Terms and Conditions of Hayat Infosystems

These Terms and Conditions (“Agreement”) govern your use of the services provided by Hayat Infosystems (“Company”), including but not limited to software development, web development, mobile app development, and any other related services. By engaging with or using our services, you agree to be bound by this Agreement. If you do not agree with any part of these terms, please refrain from using our services.

1. Scope of Services:
1.1. The Company will provide IT services, including software development, web development, mobile app development, and related services, as agreed upon with the client.
1.2. The specific details of the services, including project scope, timelines, and deliverables, will be documented in a separate agreement or statement of work (SOW) between the Company and the client.

2. Client Responsibilities:
2.1. The client shall provide all necessary information, materials, and access to systems required for the Company to perform the services effectively.
2.2. The client is responsible for ensuring that all provided information and materials do not infringe upon any third-party rights, including intellectual property rights.
2.3. The client shall promptly review and provide feedback on deliverables and communicate any changes or concerns to the Company in a timely manner.

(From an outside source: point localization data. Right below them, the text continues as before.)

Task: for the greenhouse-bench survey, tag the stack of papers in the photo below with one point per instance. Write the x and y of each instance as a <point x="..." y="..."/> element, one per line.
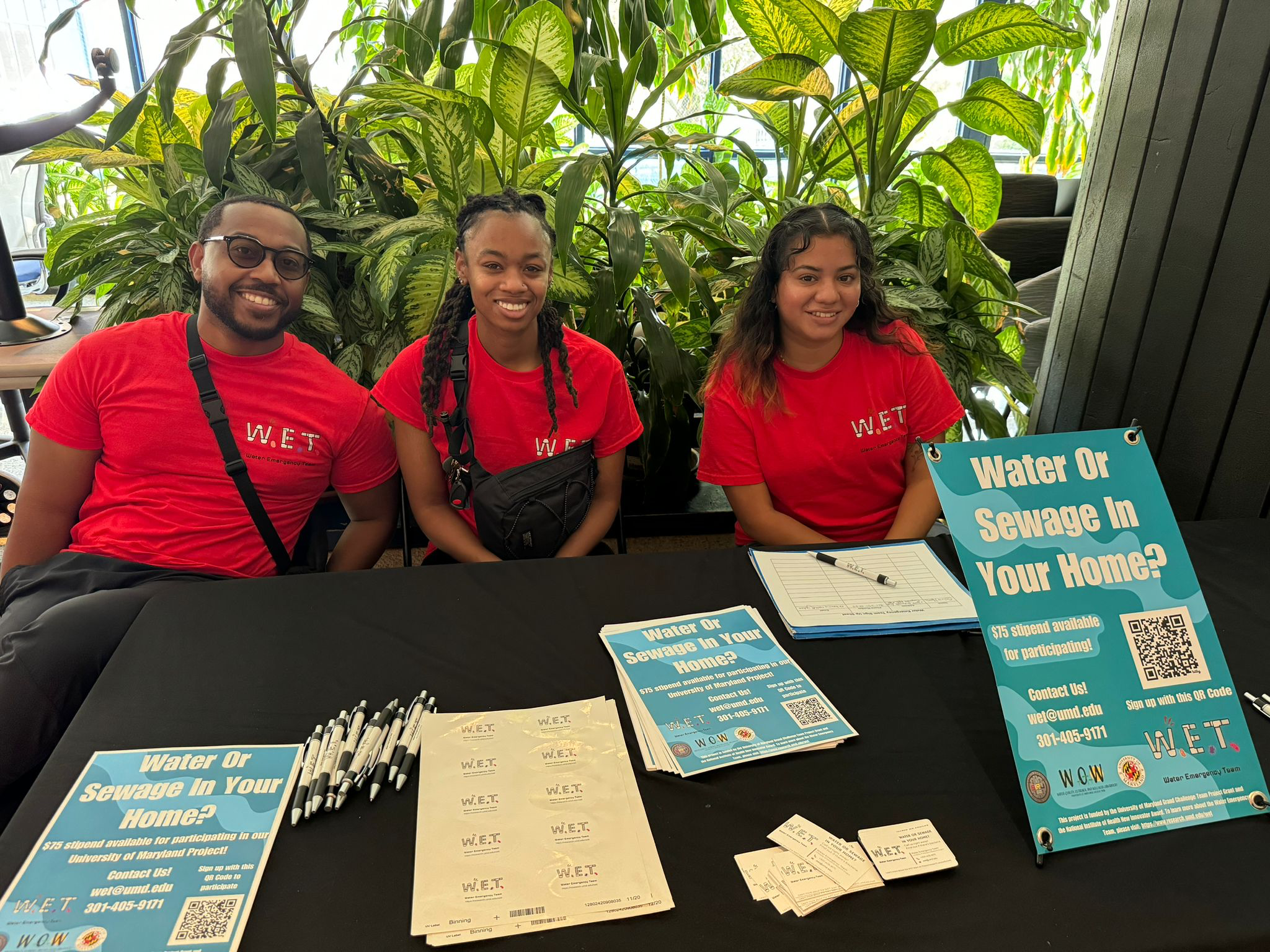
<point x="812" y="867"/>
<point x="530" y="821"/>
<point x="706" y="691"/>
<point x="822" y="601"/>
<point x="809" y="870"/>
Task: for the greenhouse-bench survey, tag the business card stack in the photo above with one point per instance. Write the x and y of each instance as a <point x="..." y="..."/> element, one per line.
<point x="530" y="821"/>
<point x="812" y="867"/>
<point x="708" y="691"/>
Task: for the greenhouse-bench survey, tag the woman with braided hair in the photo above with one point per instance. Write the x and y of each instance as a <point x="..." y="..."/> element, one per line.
<point x="535" y="387"/>
<point x="819" y="394"/>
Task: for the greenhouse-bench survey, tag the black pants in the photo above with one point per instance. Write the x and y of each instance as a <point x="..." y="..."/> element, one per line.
<point x="438" y="558"/>
<point x="60" y="622"/>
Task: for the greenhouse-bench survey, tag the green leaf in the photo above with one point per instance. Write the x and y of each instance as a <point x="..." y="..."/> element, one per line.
<point x="544" y="33"/>
<point x="425" y="286"/>
<point x="454" y="35"/>
<point x="523" y="92"/>
<point x="424" y="37"/>
<point x="803" y="27"/>
<point x="350" y="361"/>
<point x="574" y="287"/>
<point x="386" y="231"/>
<point x="673" y="267"/>
<point x="253" y="52"/>
<point x="422" y="98"/>
<point x="887" y="46"/>
<point x="38" y="155"/>
<point x="219" y="136"/>
<point x="705" y="19"/>
<point x="603" y="322"/>
<point x="933" y="258"/>
<point x="177" y="55"/>
<point x="778" y="77"/>
<point x="990" y="31"/>
<point x="977" y="259"/>
<point x="966" y="172"/>
<point x="127" y="116"/>
<point x="672" y="369"/>
<point x="921" y="205"/>
<point x="311" y="149"/>
<point x="625" y="248"/>
<point x="216" y="81"/>
<point x="115" y="159"/>
<point x="569" y="195"/>
<point x="991" y="106"/>
<point x="450" y="145"/>
<point x="388" y="272"/>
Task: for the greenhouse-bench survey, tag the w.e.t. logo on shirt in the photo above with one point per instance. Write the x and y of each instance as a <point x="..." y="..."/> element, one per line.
<point x="282" y="437"/>
<point x="546" y="446"/>
<point x="879" y="421"/>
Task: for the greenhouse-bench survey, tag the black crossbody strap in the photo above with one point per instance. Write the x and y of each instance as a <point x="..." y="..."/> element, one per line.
<point x="214" y="409"/>
<point x="459" y="430"/>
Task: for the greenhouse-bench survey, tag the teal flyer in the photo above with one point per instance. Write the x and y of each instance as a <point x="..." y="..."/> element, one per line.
<point x="153" y="851"/>
<point x="722" y="690"/>
<point x="1117" y="697"/>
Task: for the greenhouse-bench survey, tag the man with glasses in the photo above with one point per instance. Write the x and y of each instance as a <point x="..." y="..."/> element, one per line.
<point x="126" y="488"/>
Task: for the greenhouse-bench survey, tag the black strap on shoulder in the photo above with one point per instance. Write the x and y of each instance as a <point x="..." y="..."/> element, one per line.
<point x="214" y="409"/>
<point x="459" y="430"/>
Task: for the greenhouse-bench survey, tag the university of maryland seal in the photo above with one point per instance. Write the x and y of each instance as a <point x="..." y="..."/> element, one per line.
<point x="1130" y="771"/>
<point x="1037" y="786"/>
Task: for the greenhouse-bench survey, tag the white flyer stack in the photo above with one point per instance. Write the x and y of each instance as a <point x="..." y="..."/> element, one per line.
<point x="530" y="821"/>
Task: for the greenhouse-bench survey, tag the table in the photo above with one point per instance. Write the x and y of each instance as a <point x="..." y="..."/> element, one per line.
<point x="23" y="366"/>
<point x="260" y="660"/>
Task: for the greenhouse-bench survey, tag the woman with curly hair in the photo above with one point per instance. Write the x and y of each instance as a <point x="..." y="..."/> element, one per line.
<point x="535" y="387"/>
<point x="818" y="395"/>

3. Intellectual Property Rights:
3.1. All intellectual property rights, including copyrights and trademarks, related to the services and deliverables provided by the Company shall remain the property of the Company unless otherwise agreed upon in writing.
3.2. The client may receive a non-exclusive, non-transferable license to use the deliverables solely for the purposes specified in the agreement or SOW.

4. Confidentiality:
4.1. Both parties agree to keep confidential any information designated as confidential or that should be reasonably understood to be confidential.
4.2. The client agrees not to disclose any confidential information of the Company to any third party without the Company’s prior written consent.

5. Payment Terms:
5.1. The client agrees to pay the Company the fees specified in the agreement or SOW for the services provided.
5.2. Unless otherwise stated, all fees are payable in the currency specified and within the timeframe agreed upon.
5.3. In the event of late payment, the Company reserves the right to suspend services and charge interest on overdue amounts.

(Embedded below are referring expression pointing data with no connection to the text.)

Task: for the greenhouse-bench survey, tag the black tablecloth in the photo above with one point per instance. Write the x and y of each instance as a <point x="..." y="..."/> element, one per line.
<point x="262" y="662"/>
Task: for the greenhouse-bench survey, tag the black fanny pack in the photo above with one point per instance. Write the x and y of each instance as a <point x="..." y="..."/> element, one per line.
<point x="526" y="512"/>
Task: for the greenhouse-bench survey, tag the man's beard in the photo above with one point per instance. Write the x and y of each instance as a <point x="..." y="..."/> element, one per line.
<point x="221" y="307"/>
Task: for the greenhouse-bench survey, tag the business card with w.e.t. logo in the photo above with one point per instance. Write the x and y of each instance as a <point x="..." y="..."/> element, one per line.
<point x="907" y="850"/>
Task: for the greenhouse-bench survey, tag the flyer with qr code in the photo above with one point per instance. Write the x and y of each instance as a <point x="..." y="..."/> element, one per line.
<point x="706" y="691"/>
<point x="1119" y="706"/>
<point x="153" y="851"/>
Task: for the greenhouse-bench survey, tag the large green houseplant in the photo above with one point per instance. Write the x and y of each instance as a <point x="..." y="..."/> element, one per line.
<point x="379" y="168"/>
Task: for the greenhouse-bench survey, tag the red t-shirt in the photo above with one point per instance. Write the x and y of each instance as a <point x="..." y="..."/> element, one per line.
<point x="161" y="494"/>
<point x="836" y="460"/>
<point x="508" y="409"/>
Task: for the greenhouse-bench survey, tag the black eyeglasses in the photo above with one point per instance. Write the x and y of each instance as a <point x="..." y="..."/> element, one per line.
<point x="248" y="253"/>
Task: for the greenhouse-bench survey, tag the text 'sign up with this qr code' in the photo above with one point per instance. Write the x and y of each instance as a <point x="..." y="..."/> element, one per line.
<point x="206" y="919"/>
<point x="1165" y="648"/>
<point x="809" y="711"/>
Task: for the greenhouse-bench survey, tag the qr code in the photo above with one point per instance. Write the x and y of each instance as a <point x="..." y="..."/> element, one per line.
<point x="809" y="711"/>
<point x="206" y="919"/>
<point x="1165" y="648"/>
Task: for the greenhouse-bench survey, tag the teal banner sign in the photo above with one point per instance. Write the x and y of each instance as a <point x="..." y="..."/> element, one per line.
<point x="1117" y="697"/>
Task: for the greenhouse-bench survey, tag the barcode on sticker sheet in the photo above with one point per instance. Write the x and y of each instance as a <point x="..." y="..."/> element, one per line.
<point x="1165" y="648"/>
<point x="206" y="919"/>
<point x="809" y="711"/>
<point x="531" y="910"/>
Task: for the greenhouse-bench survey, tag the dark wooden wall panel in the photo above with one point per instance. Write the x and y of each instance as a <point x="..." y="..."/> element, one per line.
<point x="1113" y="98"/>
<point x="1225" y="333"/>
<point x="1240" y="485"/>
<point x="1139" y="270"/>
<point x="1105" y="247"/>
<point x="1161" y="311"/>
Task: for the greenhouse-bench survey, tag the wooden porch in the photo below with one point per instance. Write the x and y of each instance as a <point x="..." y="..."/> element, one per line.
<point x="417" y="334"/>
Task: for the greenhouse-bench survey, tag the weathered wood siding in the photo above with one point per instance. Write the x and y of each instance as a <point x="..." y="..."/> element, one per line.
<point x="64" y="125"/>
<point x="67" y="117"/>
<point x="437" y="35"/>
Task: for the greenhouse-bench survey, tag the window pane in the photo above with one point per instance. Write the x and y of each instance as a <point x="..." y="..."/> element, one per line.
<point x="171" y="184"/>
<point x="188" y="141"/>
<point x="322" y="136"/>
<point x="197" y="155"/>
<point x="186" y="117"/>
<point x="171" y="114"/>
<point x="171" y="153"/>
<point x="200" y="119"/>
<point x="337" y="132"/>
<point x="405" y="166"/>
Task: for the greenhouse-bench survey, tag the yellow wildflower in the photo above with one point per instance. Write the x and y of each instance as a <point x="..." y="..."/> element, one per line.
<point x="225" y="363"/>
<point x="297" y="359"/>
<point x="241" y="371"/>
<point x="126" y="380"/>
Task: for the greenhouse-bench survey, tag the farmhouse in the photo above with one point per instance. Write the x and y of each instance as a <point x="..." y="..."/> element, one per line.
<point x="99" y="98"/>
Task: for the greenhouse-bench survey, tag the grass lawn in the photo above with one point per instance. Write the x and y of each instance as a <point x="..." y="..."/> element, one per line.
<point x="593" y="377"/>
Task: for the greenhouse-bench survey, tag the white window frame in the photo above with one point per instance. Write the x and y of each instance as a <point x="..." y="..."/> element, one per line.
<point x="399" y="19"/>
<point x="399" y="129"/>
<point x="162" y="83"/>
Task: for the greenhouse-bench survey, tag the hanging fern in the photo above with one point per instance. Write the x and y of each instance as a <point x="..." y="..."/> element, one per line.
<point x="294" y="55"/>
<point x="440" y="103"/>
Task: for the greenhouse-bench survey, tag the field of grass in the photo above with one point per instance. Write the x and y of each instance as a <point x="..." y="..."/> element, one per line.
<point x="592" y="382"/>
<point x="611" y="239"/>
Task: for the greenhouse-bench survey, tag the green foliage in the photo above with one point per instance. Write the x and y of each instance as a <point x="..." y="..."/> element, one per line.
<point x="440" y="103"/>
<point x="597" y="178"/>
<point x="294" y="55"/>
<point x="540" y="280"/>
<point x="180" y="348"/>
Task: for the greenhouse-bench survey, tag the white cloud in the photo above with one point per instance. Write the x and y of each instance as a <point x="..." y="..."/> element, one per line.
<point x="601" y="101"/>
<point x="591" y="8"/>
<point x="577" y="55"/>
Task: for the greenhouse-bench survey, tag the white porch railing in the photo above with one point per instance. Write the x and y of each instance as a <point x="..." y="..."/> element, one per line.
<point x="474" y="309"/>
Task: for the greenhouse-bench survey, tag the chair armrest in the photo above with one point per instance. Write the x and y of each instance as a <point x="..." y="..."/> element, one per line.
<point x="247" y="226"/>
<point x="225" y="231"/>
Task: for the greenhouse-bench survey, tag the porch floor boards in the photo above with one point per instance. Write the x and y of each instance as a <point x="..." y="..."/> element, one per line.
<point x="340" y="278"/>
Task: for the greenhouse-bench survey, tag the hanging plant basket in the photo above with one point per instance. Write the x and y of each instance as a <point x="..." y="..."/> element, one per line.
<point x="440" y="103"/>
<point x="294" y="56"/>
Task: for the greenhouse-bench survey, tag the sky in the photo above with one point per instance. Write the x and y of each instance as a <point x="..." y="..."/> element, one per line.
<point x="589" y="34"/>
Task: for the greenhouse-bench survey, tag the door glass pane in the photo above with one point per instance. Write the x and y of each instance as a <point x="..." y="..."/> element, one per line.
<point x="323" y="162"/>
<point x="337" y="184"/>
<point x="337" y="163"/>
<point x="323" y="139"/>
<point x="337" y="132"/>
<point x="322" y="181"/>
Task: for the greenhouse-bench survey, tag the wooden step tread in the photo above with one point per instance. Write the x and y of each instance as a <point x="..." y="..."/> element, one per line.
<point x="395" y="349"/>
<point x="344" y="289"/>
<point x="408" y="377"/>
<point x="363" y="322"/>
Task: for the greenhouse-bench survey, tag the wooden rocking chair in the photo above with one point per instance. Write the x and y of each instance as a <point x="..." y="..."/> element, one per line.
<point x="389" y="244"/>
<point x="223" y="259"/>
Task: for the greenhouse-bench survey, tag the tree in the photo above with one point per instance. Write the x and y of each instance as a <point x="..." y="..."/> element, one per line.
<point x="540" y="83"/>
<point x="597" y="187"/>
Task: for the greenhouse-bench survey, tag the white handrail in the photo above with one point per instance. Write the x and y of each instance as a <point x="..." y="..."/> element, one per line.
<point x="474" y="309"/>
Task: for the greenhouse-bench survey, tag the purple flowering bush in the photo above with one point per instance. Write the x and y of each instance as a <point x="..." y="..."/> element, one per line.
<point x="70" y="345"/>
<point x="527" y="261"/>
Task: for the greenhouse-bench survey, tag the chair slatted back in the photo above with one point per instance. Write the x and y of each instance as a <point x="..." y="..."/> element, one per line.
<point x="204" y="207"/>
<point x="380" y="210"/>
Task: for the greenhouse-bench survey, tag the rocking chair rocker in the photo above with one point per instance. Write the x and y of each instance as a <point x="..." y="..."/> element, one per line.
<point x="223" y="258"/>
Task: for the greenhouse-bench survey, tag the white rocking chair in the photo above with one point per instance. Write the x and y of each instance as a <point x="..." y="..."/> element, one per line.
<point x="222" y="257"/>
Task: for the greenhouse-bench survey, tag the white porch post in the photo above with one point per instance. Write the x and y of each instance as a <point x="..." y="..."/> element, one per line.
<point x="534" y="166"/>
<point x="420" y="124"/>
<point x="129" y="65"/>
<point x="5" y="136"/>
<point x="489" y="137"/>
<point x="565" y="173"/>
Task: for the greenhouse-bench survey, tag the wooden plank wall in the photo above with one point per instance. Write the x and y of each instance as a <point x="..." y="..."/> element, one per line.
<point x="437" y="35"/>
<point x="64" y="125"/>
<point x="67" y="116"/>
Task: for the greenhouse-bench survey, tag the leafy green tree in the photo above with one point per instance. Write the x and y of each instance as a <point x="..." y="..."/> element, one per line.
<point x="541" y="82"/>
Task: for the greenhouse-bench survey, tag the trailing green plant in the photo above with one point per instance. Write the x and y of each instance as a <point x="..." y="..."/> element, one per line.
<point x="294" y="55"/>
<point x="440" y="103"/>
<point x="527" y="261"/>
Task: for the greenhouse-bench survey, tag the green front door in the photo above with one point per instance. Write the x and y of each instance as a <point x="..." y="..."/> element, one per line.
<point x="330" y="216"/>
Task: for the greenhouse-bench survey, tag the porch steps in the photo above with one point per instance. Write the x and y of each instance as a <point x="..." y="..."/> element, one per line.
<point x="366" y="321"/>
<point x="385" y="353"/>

6. Limitation of Liability:
6.1. The Company shall not be liable for any indirect, incidental, consequential, or punitive damages arising from the use of its services, including but not limited to loss of data, loss of profits, or business interruption.
6.2. The Company’s liability, if any, shall be limited to the fees paid by the client for the specific services that gave rise to the claim.

7. Termination:
7.1. Either party may terminate the agreement or SOW by providing written notice to the other party.
7.2. In the event of termination, the client shall pay the Company for all services rendered and expenses incurred up to the termination date.

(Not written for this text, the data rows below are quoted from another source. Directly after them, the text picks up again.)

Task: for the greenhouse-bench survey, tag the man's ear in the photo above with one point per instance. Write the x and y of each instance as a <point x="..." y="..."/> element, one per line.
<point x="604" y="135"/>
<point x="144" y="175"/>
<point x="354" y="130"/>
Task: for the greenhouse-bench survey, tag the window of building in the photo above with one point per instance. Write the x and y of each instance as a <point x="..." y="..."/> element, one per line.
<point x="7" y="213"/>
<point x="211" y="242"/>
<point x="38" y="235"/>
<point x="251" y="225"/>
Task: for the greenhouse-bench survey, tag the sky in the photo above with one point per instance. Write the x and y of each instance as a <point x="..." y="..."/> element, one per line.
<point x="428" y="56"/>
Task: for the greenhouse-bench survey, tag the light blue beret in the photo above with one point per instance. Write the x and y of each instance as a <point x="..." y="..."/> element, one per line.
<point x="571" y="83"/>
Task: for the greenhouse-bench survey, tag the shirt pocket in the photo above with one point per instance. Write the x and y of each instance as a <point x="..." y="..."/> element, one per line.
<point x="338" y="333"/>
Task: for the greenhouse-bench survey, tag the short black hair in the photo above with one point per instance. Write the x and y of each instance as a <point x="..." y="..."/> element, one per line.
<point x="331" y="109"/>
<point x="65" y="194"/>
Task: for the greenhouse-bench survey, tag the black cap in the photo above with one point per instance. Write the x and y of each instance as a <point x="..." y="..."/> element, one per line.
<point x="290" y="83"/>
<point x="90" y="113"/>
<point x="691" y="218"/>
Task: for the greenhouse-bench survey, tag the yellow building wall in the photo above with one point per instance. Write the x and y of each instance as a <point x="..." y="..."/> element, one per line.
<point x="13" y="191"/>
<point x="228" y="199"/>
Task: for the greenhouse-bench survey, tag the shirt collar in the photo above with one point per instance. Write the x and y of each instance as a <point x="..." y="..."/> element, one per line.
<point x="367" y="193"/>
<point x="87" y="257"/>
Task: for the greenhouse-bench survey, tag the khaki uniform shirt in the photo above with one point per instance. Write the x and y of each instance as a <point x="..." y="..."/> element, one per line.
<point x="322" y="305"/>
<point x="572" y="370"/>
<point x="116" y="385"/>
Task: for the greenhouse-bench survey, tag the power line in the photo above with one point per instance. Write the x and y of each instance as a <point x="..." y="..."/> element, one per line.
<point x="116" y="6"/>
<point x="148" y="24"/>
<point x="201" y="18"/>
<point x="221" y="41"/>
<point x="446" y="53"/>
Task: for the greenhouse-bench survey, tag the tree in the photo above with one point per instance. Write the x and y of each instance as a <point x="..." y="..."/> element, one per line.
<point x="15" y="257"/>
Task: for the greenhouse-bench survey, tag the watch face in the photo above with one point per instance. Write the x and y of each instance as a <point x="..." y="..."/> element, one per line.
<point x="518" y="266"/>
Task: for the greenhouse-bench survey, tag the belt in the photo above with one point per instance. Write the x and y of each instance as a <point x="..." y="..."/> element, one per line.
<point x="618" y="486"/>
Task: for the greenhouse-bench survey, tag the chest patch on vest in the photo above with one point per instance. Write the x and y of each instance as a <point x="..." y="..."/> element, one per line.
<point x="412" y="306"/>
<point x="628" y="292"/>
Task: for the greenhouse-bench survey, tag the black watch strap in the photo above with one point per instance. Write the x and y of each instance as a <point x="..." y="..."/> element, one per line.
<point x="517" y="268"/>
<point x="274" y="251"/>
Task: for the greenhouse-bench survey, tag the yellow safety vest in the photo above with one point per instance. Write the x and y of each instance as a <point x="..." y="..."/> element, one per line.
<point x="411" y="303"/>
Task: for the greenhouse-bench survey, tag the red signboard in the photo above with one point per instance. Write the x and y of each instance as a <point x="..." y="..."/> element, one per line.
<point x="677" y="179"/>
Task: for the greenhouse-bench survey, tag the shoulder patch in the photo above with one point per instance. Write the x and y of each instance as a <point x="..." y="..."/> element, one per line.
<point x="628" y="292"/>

8. Governing Law and Jurisdiction:
8.1. This Agreement shall be governed by and construed in accordance with the laws of the jurisdiction of Kolkata, India in which the Company is registered.
8.2. Any disputes arising from this Agreement shall be subject to the exclusive jurisdiction of the courts in the aforementioned jurisdiction.

9. Amendments:
9.1. The Company reserves the right to update or modify these Terms and Conditions at any time without prior notice.
9.2. It is the client’s responsibility to review these Terms and Conditions periodically for any changes.